Some clever researchers — perhaps too clever — have created a printable, self-healing conductive material that repeatedly fixes itself after being snipped in half. Perhaps this will lead to cut-resistant hunter-killer robots, but more likely it’ll just be used for smart jeans.
The UC San Diego engineers were looking into making improved self-healing materials, which may take hours or days to repair serious damage, or require heat or some other catalyst in order to work.“We wanted to develop a smart system with impressive self-healing abilities with easy-to-find, inexpensive materials,” explained Amay Bandodkar, one of the researchers, in a UCSD news release. And that they did: printable ink was impregnated with microparticles of neodymium, a commonly used metal with strong magnetic properties, and carbon black, which is highly conductive.

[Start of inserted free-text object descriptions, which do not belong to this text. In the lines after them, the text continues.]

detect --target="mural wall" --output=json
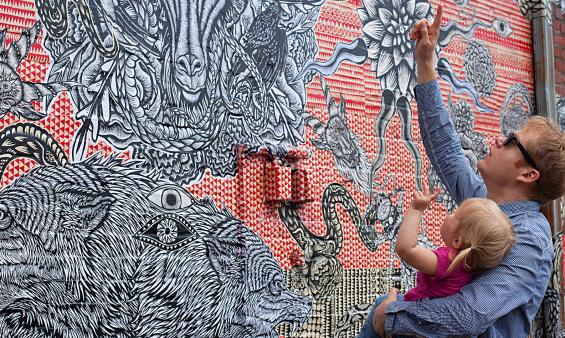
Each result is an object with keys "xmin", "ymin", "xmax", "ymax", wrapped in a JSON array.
[{"xmin": 0, "ymin": 0, "xmax": 551, "ymax": 336}]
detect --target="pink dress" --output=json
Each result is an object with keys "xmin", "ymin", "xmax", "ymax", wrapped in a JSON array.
[{"xmin": 404, "ymin": 247, "xmax": 473, "ymax": 301}]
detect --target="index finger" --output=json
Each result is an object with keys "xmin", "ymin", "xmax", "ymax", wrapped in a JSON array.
[
  {"xmin": 431, "ymin": 4, "xmax": 443, "ymax": 32},
  {"xmin": 422, "ymin": 185, "xmax": 430, "ymax": 195}
]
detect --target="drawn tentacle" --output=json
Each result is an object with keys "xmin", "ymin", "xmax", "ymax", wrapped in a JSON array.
[
  {"xmin": 279, "ymin": 189, "xmax": 344, "ymax": 255},
  {"xmin": 281, "ymin": 181, "xmax": 399, "ymax": 254},
  {"xmin": 319, "ymin": 183, "xmax": 355, "ymax": 254},
  {"xmin": 0, "ymin": 123, "xmax": 68, "ymax": 177},
  {"xmin": 279, "ymin": 184, "xmax": 347, "ymax": 300},
  {"xmin": 370, "ymin": 89, "xmax": 396, "ymax": 176},
  {"xmin": 396, "ymin": 96, "xmax": 423, "ymax": 191},
  {"xmin": 438, "ymin": 19, "xmax": 490, "ymax": 48},
  {"xmin": 278, "ymin": 203, "xmax": 317, "ymax": 251}
]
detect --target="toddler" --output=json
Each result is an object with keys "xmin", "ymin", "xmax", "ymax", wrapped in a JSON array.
[{"xmin": 395, "ymin": 188, "xmax": 516, "ymax": 301}]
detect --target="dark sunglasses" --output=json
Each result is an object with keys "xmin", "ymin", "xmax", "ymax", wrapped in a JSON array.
[{"xmin": 503, "ymin": 132, "xmax": 538, "ymax": 170}]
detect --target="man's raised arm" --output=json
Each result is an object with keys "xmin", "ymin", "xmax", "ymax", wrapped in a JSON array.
[{"xmin": 411, "ymin": 5, "xmax": 485, "ymax": 203}]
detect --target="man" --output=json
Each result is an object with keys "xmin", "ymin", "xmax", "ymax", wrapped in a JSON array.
[{"xmin": 357, "ymin": 4, "xmax": 565, "ymax": 337}]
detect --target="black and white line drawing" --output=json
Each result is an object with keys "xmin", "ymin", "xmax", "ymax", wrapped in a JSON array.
[
  {"xmin": 499, "ymin": 83, "xmax": 534, "ymax": 136},
  {"xmin": 359, "ymin": 0, "xmax": 433, "ymax": 99},
  {"xmin": 333, "ymin": 303, "xmax": 373, "ymax": 338},
  {"xmin": 303, "ymin": 76, "xmax": 371, "ymax": 194},
  {"xmin": 436, "ymin": 4, "xmax": 513, "ymax": 113},
  {"xmin": 437, "ymin": 58, "xmax": 493, "ymax": 113},
  {"xmin": 464, "ymin": 41, "xmax": 496, "ymax": 97},
  {"xmin": 358, "ymin": 0, "xmax": 432, "ymax": 190},
  {"xmin": 438, "ymin": 13, "xmax": 513, "ymax": 47},
  {"xmin": 514, "ymin": 0, "xmax": 552, "ymax": 20},
  {"xmin": 279, "ymin": 184, "xmax": 345, "ymax": 301},
  {"xmin": 0, "ymin": 23, "xmax": 72, "ymax": 121},
  {"xmin": 30, "ymin": 0, "xmax": 328, "ymax": 185},
  {"xmin": 0, "ymin": 123, "xmax": 312, "ymax": 338},
  {"xmin": 280, "ymin": 177, "xmax": 436, "ymax": 297}
]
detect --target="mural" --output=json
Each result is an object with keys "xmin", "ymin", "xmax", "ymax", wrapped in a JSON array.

A clever fabrication process ensures that printed strips of the ink act as permanent magnets, and cutting them only separates them into two smaller permanent magnets with similar orientations. The result is that when two pieces are separated, the north pole of one remains by the south pole of the other, attracting each other. If they aren’t far apart, or are brought near each other, the two pieces of printed material will join up — although they won’t form a permanent connection, unlike some more exotic self-healing substances.
Even so, this could make for circuits and sensors that can instantly and easily heal simple damage — great news for flexible and wearable electronics, which are constantly being bent and broken.
The proportions in the ink can be changed easily to make it more magnetic, more conductive and so on — and other, cooler microparticles can be added, as well.
“The generic self-healing ink formulation technique discussed in this work can be easily applied for developing inks containing other fillers for printing self-healing devices that cater to a wide range of applications and printed electronic devices,” reads the paper.